Const 1963, art 7, § 34 provides in relevant part:
"The provisions of this constitution and law concerning counties, townships, cities and villages shall be liberally construed in their favor."
[2] Const 1963, art 4, § 40 provides in pertinent part:
"[T]he legislature may by law establish a liquor control commission which, subject to statutory limitations, shall exercise complete control of the alcoholic beverage traffic within this state, including the retail sales thereof. The legislature may provide for an excise tax on such sales. Neither the legislature nor the commission may authorize the manufacture or sale of alcoholic beverages in any county in which a majority of the electors voting thereon shall prohibit the same."

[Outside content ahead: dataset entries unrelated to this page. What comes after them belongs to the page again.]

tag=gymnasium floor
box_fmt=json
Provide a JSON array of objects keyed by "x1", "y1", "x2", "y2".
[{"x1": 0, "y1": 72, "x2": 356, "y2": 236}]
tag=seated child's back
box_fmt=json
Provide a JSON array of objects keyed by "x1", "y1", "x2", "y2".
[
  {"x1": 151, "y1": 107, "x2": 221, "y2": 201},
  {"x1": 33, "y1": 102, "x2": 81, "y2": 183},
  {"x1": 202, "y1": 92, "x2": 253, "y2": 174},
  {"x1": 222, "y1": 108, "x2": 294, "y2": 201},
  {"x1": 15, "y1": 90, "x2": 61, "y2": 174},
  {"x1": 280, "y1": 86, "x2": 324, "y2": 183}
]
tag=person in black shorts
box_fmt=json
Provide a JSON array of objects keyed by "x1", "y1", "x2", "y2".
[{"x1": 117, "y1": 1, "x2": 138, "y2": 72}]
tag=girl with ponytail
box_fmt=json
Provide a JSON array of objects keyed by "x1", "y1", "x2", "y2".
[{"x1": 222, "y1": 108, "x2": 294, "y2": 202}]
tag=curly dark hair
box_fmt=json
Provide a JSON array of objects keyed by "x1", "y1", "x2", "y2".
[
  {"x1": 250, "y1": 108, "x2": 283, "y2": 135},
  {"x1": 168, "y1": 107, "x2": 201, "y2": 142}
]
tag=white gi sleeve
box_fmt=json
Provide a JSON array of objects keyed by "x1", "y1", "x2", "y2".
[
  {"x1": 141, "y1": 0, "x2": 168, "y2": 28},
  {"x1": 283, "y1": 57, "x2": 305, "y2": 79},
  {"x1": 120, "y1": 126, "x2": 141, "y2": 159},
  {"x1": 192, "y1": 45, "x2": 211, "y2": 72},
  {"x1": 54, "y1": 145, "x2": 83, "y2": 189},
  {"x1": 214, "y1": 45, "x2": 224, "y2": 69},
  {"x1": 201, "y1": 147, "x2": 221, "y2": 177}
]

[3] Kalamazoo v Titus, supra, 261, quotes from Cooley's Constitutional Limitations (7th ed), pp 163, 264 et seq., as follows:
"`One of the settled maxims in constitutional law is, that the power conferred upon the legislature to make laws cannot be delegated by that department to any other body or authority. Where the sovereign power of the State has located the authority, there it must remain; and by the constitutional agency alone the laws must be made until the Constitution itself is changed. * * *
"`It has already been seen that the legislature cannot delegate its power to make laws; but fundamental as this maxim is, it is so qualified by the customs of our race, and by other maxims which regard local government, that the right of the legislature, in the entire absence of authorization or prohibition, to create towns and other inferior municipal organizations, and to confer upon them the powers of local government, and especially of local taxation and police regulation usual with such corporations, would always pass unchallenged. The legislature in these cases is not regarded as delegating its authority, because the regulation of such local affairs as are commonly left to local boards and officers is not understood to belong properly to the State; and when it interferes, as sometimes it must, to restrain and control the local action, there should be reasons of State policy or dangers of local abuse to warrant the interposition.
"`The people of the municipalities, however, do not define for themselves their own rights, privileges, and powers, nor is there any common law which draws a definite line of distinction between the powers which may be exercised by the State, and those which must be left to the local governments. The municipalities must look to the State for such charters of government as the legislature shall see fit to provide; and they cannot prescribe for themselves the details, though they have a right to expect that those charters will be granted with a recognition of the general principles with which we are familiar. The charter, or the general law under which they exercise their powers, is their constitution, in which they must be able to show authority for the acts they assume to perform. They have no inherent jurisdiction to make laws or adopt regulations of government; they are governments of enumerated powers, acting by a delegated authority; so that while the State legislature may exercise such powers of government coming within a proper designation of legislative power as are not expressly or impliedly prohibited, the local authorities can exercise those only which are expressly or impliedly conferred, and subject to such regulations or restrictions as are annexed to the grant.' Cooley's Constitutional Limitations (7th Ed.), pp. 163, 264 et seq."
See also Note: Conflicts Between State Statutes and Municipal Ordinances, 72 Harvard L Rev 737, 740-741 (1959), which states:
"Thus, while a home-rule grant is generally held to permit a municipality to act in the fields of taxation, public utilities, education, health, liquor regulation, traffic control, and rent control, nonetheless when such ordinances conflict with state legislation, they have been held not to prevail."